Support for veterans
The mayor and Town Council passed a resolution supporting the Employment Initiative Program of the New Jersey Employer Guard and Reserves, which provides veterans with employment assistance. Councilman William McKeever said he fully supports the resolution “especially today, when vets are doing multiple deployments.”
Gonnelli said veterans who want to become police officers get five additional points on their police exam, giving them a higher ranking and increased preference. The town has an Afghanistan veteran in training to become a police officer.
New appointments, hires, and contracts
Richard Fairman was appointed to serve on the Shade Tree Committee, which meets every three months and oversees the program to plant more trees curbside. He fills an opening left vacant by Paul Hugerich, who recently resigned.
Adam Reeves was hired as a part-time animal shelter assistant for an hourly rate of $10. He has been training Henry, the pot-bellied pig, who serves as the town mascot, and he also works training the dogs.
Frank Walters was appointed as part-time fire sub-code inspector in the construction office for an hourly rate of $13.98. Joseph Rizzolo was appointed as a part-time Secaucus Police Department dispatcher at an hourly rate of $15.65.
The company 4 Clean-Up was awarded a $251,557 contract to make improvements to Paterson Plank Road.
The Town Council awarded a two-year contract to Ramas Climate and Refrigeration for HVAC emergency repair services.
The town has renewed the contract not to exceed $37,500 for Sol’s Interpreting Services for court interpretive services. The town has also awarded a two-year contract to Penn Credit for services as a private collection agency to pursue court debt pending approval by the Administrative Office of the Courts.
Push to enforce Styrofoam ban
Environmental Committee Chairwoman Amanda Nesheiwat spoke during the public comments section about the group’s initiatives to promote sustainability. She said the town will soon open a community garden that she hopes will cultivate a sense of community and bring people together.
“We can’t achieve sustainability with just one person,” said Nesheiwat.
She stressed the importance of the Styrofoam ban requiring local businesses to stop using Styrofoam products like take out containers, cups, and plates.
“We want to set an example for the rest of the state, the country, and the world,” said Nesheiwat. Reducing consumption and waste are the goals of the ban, she said, and reducing Styrofoam that ends up in the oceans. She encouraged residents to ask for paper cups or for foil instead of Styrofoam at places like Dunkin’ Donuts, for example.
“Without any sort of enforcement on this Styrofoam issue we are making a hole in the water,” said Recycling Coordinator Stephen Badalamenti, also a member of the Environmental Committee. The town doesn’t want to chase businesses out of town, he said, but he doesn’t think they will comply unless there is “some sort of price to pay.”

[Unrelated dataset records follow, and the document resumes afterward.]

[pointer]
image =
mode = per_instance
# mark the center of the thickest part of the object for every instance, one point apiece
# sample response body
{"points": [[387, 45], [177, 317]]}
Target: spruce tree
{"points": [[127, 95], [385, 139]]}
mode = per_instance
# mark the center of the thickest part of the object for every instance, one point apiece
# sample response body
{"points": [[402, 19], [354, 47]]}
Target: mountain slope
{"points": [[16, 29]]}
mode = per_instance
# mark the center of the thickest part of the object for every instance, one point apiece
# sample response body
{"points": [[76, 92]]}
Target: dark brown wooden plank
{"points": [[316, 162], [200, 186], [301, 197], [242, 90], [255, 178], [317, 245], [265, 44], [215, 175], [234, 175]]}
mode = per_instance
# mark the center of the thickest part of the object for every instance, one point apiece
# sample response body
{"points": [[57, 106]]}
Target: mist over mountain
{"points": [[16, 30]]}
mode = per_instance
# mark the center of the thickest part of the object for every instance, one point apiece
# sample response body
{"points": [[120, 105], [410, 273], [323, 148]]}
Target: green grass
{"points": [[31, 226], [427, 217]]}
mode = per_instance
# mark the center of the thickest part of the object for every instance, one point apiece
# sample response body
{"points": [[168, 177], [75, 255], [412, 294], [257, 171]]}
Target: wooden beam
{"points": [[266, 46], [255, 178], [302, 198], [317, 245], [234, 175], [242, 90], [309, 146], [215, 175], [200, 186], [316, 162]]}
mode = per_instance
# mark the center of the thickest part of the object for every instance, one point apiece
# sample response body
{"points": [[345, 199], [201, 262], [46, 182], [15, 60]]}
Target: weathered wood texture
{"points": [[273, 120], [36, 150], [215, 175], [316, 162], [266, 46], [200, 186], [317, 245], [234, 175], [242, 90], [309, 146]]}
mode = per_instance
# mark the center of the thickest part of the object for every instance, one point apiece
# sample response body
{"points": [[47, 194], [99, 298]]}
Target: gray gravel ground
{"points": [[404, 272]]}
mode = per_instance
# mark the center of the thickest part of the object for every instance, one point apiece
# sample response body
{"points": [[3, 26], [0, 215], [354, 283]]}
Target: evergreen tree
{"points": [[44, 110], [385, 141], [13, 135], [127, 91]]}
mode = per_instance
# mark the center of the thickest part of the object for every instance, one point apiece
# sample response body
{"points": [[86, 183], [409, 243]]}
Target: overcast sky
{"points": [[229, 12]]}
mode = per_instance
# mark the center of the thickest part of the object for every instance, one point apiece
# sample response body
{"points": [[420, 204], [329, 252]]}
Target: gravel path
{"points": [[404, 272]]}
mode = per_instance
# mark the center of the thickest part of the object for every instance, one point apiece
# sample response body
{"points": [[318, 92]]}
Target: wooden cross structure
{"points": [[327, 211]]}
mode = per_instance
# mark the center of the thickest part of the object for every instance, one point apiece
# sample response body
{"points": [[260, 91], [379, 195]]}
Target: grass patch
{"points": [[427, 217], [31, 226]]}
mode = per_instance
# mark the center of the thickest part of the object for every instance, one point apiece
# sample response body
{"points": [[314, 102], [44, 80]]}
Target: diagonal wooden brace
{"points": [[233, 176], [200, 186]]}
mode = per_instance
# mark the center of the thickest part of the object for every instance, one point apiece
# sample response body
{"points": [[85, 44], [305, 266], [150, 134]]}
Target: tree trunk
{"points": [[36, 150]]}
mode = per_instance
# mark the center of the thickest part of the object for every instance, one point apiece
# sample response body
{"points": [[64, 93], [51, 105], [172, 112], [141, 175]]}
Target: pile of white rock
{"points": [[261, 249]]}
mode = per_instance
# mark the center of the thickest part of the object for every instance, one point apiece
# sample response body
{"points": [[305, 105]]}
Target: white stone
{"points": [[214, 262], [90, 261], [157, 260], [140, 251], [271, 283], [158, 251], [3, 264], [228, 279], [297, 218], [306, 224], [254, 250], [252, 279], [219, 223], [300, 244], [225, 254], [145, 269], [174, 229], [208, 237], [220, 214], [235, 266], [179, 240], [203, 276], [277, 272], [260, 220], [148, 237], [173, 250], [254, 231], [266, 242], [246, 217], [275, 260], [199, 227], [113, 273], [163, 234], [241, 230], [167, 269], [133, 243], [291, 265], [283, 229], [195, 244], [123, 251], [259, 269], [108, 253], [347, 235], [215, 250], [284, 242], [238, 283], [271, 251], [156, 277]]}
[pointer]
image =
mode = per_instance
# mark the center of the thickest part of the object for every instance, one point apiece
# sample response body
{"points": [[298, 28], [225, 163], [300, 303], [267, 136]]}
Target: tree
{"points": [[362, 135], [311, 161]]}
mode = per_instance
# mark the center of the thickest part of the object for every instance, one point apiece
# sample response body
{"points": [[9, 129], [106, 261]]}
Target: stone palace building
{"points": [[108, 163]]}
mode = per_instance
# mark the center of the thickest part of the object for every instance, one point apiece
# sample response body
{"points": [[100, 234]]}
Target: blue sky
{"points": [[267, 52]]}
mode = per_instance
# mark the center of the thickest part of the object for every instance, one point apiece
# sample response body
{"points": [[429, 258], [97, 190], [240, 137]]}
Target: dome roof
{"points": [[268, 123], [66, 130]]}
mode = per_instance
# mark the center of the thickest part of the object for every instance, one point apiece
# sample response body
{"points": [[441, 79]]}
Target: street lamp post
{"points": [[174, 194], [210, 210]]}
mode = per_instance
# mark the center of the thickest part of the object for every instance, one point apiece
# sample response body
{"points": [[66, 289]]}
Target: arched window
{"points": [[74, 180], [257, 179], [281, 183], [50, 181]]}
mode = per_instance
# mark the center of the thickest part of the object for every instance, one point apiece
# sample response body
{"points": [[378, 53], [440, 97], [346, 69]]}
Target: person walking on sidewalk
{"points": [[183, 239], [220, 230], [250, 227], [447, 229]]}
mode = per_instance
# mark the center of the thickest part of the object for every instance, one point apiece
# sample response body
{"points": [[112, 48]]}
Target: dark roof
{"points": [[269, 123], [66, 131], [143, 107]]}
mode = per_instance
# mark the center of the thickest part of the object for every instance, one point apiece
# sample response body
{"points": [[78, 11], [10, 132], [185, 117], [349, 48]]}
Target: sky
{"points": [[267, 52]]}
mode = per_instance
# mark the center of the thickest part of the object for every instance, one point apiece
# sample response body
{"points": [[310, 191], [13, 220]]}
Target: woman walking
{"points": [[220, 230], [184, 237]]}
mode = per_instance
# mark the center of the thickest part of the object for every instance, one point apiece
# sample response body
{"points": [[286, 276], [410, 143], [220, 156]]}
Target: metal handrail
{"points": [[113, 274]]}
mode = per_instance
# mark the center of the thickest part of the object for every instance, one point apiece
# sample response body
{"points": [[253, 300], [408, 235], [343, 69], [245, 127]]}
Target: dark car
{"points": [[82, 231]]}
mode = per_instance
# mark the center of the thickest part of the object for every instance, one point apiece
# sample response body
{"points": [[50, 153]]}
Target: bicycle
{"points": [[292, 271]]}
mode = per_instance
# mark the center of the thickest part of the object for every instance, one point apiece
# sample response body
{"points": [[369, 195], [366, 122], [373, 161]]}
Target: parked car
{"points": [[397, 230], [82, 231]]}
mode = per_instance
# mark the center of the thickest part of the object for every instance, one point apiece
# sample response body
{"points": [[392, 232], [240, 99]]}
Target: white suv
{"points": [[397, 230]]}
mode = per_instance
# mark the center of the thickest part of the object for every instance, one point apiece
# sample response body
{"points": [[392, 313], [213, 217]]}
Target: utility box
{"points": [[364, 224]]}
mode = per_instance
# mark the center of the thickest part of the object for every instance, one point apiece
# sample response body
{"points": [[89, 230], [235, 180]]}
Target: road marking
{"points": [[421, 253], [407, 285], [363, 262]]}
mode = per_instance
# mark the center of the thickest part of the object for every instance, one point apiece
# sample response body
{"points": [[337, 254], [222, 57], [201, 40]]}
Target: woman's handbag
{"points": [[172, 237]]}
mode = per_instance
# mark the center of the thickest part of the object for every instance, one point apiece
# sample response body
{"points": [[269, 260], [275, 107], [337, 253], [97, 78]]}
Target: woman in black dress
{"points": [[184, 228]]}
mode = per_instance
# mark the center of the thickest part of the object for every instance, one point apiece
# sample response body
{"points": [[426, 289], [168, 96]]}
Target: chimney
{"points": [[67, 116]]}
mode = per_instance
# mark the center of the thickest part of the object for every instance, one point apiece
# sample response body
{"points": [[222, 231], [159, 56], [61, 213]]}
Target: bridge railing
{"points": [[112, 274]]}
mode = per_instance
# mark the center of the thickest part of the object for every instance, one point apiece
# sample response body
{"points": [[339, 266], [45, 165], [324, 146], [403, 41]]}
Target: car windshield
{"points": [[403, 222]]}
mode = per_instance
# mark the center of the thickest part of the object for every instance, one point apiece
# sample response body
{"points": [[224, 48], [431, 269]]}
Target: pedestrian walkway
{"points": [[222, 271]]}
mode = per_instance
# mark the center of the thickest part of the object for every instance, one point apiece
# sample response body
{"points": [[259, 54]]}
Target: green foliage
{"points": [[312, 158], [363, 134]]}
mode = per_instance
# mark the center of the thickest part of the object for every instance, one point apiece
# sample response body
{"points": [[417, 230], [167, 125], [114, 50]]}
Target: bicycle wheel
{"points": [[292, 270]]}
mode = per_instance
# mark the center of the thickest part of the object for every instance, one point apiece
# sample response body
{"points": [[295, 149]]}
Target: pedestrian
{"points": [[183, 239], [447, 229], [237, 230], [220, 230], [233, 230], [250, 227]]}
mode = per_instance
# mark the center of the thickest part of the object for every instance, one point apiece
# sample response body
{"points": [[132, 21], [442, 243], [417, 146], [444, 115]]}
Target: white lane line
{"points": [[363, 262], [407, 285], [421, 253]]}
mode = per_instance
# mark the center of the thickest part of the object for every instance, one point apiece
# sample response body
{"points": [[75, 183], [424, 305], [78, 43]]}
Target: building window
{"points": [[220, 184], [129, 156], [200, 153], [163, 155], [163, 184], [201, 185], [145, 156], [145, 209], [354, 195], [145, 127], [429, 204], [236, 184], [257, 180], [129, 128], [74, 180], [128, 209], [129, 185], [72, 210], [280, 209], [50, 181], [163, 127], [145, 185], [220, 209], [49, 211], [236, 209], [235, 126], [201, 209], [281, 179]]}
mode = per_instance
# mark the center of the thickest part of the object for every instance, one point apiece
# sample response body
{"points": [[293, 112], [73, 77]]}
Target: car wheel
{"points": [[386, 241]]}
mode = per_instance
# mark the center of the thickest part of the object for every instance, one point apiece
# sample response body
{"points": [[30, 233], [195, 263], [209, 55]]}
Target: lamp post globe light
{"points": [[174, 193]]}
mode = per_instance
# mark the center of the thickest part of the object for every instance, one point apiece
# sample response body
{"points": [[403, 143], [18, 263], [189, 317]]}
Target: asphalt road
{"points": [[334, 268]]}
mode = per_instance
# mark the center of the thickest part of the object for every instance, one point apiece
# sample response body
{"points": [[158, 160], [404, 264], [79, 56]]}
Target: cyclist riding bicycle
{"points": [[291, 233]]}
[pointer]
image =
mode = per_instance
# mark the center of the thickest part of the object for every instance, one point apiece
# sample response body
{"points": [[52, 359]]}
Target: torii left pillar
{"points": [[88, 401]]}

Gonnelli said the town is allowing a grace period so businesses can deplete their Styrofoam supplies, and said the town has had success with restaurants like Bonefish Grill and Outback Steakhouse.
“This is a pretty big deal,” said Gonnelli. “We try to tackle the ones we can tackle. But believe me, through Amanda, we are going to have to start enforcement.”
“I know it is a big deal but I also feel it is a waste of time to make an ordinance and for everyone to sit here and not enforce it,” said Badalamenti. “The only way it is going to be enforced is if there is a price to pay.”
Gonnelli said the town will continue to do outreach, especially to the larger chains, but eventually there will be enforcement and fines to pay for those that do not make the switch.
Pantry expansion to include thrift shop
In other developments, Hartz has donated a new building for the local food pantry at 77 Metro Way. The food pantry will increase from 2,000 square feet to 8,000 square feet. Gonnelli said that the administration plans to include a thrift shop in the new space in addition to the food-related and household items maintained by the pantry. Money raised from the thrift shop will go to the Emergency Fund.